Plaintiffs in a class-action lawsuit accusing OpenAI of violating the privacy of training data dropped their case against the company. The case was dismissed without prejudice, and the plaintiffs have the option of re-suing, according to court documents.The lawsuit, first filed in the Northern District of California in June, accuses OpenAI's spiders of "violating the property and privacy rights of all individuals whose personal information was scraped and misappropriated for inclusion in [OpenAI's] products."
The lawsuit does not name the plaintiffs, who are identified only by their initials. Clarkson Law Firm filed a class action lawsuit on their behalf.

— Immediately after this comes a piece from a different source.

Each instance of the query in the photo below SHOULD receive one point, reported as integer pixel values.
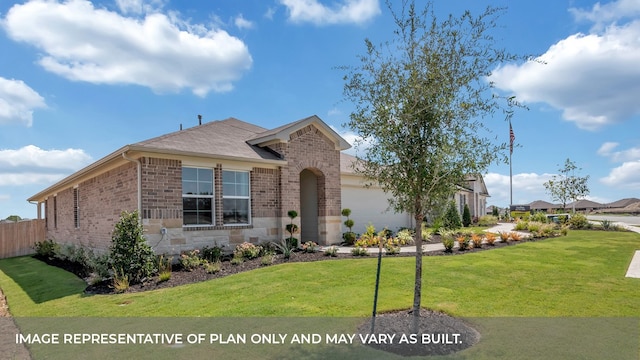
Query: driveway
(630, 222)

OpenAI, like other generative AI companies, pulls publicly available data from the Internet to help train large language models.
Several lawsuits have been filed over how generative AI companies like OpenAI obtain and use publicly available data to train their models. Most cases revolve around thorny copyright rather than privacy issues. Comedian Sarah Silverman, writers Christopher Golden and Richard Kadrey sued OpenAI and Meta, accusing them of copyright infringement when training GPT-4 and Llama2.
In July, the U.S. Federal Trade Commission launched an investigation into OpenAI’s possible harm to consumers through data collection and publishing false information.
In August, OpenAI said website owners can now block their web crawlers. Some websites, including news publishers like The New York Times, have blocked OpenAI from scraping their data.